Renishaw plc
- Type: Public
- Traded as: LSE: RSW; FTSE 250 component;
- Industry: Engineering
- Founded: 1973
- Founders: Sir David McMurtry John Deer
- Headquarters: Wotton-under-Edge, England
- Key people: John Deer (Deputy Chairman) Will Lee (Chief Executive)
- Revenue: £815.8 million (2026)
- Operating income: £152.9 million (2026)
- Net income: £119.0 million (2026)
- Website: www.renishaw.com

= Renishaw plc =

British engineering company

Renishaw plc is a British engineering company based in Wotton-under-Edge, England. The company's products include coordinate-measuring machines and machine tool products. It is listed on the London Stock Exchange and is a constituent of the FTSE 250 Index.

==History==
The company was founded by Sir David McMurtry and John Deer in 1973. McMurtry had needed to measure fuel pipes on a prototype jet engine: at the time, coordinate-measuring machine sensors featured rigid styli, which required manual positioning on the surface and which yielded poor repeatability when measuring delicate components. To meet this need, McMurtry invented a touch-trigger probe device, which he then patented. The probe featured an elegant 'kinematic' location for a spring-loaded stylus, providing a highly repeatable seated position for the stylus combined with the compliance needed to measure such components.

Renishaw floated on the Unlisted Securities Market in 1983, and gained a full listing on the London Stock Exchange in November 1984. In 2006, the Company bought 'itp', a German manufacturer of precision styli. In early 2009, the global recession reached Renishaw, resulting in a large proportion of the workforce being placed "at risk".

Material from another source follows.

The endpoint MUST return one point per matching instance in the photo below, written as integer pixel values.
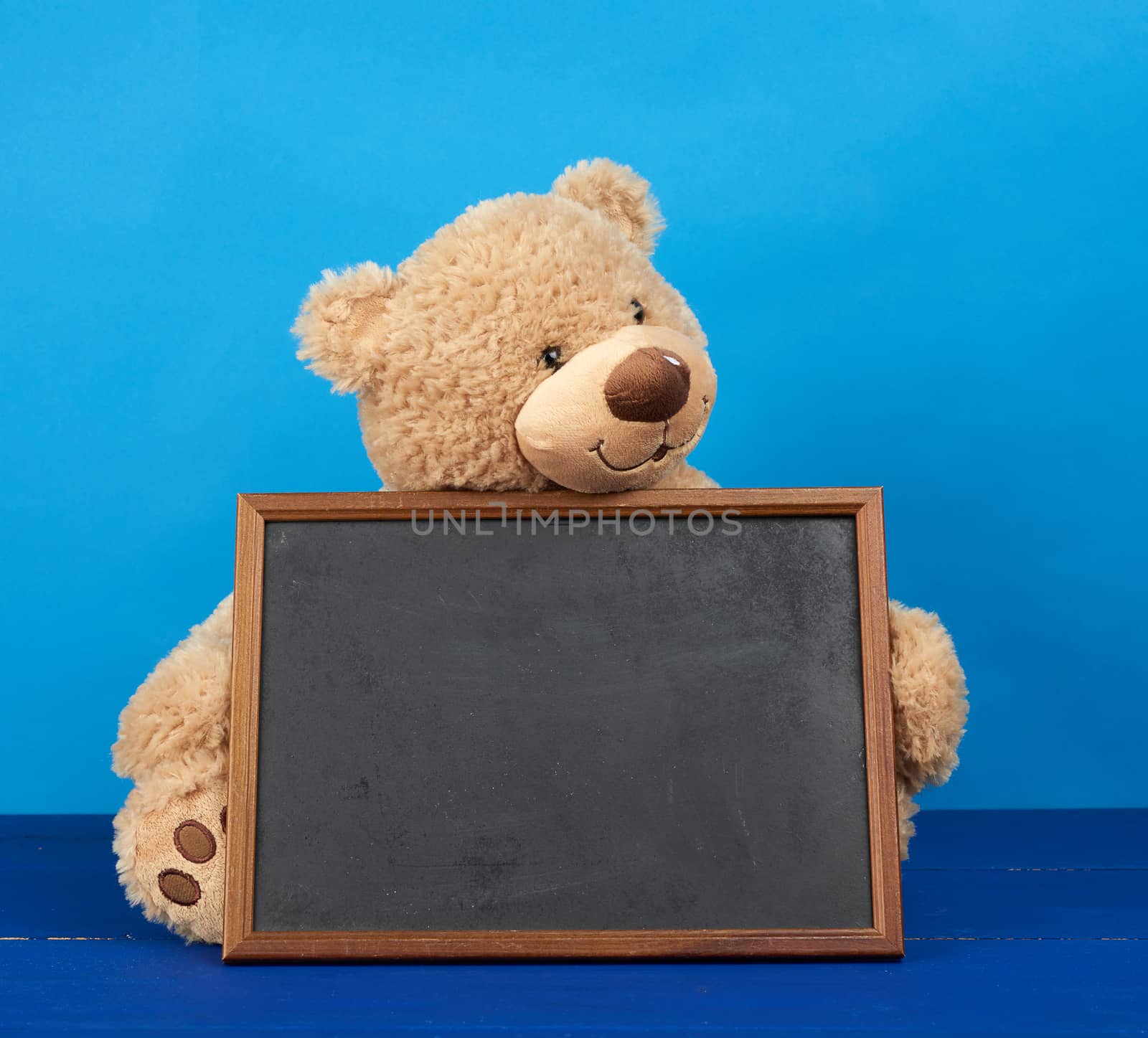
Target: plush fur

In 2010, Renishaw bought a stake (and subsequently took complete control) of Measuring Devices Ltd, a company providing a range of services in the field of surveying equipment. In 2011, Renishaw purchased the 400,000 sq ft Bosch plant in Miskin, Wales.

==Operations==
The company's product portfolio includes touch probes for CNC machine tools, calibration systems that optimise the performance of CNC machinery, linear encoder systems, rotary encoder systems, additive manufacturing machines, dental CAD/CAM systems, Raman spectroscopy and medical devices for functional neurosurgery applications.

==Locations==
Renishaw's main offices are situated in an old watermill, together with several new buildings, on a 26 acre site, near Nailsworth, Gloucestershire. The company has a machine shop located at Stonehouse, Gloucestershire, and an assembly facility at Woodchester, both near Stroud. There are further assembly facilities in Dublin (Ireland) and Pune (India). Renishaw also has research facilities located in Wotton-under-Edge, Edinburgh and Ljubljana.

==Sale of Renishaw==
On 2 March 2021, David McMurtry and John Deer indicated that they wished to dispose of their entire holdings in Renishaw, comprising some 53% of the shares, as 'we recognise that neither of us is getting any younger'. The Renishaw board then announced that it was launching a formal sale process for the entire company. This process was terminated on 7 July 2021, the board concluding that none of the proposals met their objectives.